Local Control and Fakery 'Bans' - Threat Vs. Threat

  •  
  • by: ClubTwitty

(Promoted by Colorado Pols)

Let’s talk threats, but first let’s back up.  Let’s talk about what’s not on the ballot this November:  A statewide fracking ban.  It seems that whatever polling there is, it must show that reasonable Coloradans support local control–We understand the fairness of trusting the directly affected neighborhoods and towns, and elected officials.  Most of the proposed measures extend the same type of authority they have with other development in their midst, around their schools, next to their homes, above their neighborhoods, in their drinking water supplies.  Egads! What to do?

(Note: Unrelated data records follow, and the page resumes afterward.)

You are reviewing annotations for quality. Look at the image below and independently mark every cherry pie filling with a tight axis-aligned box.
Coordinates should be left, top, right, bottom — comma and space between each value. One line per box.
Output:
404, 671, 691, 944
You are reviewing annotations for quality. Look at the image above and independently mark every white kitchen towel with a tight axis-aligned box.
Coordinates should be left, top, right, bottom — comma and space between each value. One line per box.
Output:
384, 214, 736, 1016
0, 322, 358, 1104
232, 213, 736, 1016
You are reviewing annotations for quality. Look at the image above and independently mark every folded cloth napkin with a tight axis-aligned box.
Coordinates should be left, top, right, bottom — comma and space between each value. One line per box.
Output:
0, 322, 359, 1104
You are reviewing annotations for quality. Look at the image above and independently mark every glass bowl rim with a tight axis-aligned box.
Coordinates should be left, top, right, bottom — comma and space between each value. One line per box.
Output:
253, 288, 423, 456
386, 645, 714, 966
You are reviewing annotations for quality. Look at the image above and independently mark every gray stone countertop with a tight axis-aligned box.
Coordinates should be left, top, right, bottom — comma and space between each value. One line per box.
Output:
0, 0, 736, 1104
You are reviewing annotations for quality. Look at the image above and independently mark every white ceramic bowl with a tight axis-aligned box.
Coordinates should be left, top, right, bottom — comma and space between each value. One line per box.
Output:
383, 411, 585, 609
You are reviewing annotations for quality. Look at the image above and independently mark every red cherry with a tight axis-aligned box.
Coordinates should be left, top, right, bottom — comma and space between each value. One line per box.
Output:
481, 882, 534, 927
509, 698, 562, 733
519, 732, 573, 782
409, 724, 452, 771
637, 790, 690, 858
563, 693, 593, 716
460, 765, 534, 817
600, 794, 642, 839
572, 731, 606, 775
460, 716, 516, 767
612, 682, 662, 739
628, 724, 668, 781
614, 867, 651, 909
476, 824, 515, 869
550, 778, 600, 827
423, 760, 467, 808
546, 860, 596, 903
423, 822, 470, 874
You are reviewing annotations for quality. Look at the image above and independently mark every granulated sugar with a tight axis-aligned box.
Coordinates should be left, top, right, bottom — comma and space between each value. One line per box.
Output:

Anti Local-Control Spin: Sunshine, Lollipops or TEOTWAWKI (aka “Statewide Fracking Ban”)

For clarity on that question, we can look to the recent op-ed in the Chieftain, the yellow rag out of Pueblo.  In it two board members of Vital for Colorado (one of the anti-local control group that has the Denver Metro Chamber director among its leadership). From that source, it appears, the answer is to prevaricate, also known as lying, bearing false witness, and a host of other terms.  

Of course there are always clever ways to kinda-sorta get around all that—the wonders of language artfully deployed! Thus we are told not that a fracking ban is looming, but the threat of a statewide fracking ban’ might be!  

And such a threat of this thing that would be bad if it were real, is juxtaposed against a life of wonder and prosperity from the gentle beneficent activity known as "hydraulic fracturing" or more commonly (and somewhat rudely) as "fracking". 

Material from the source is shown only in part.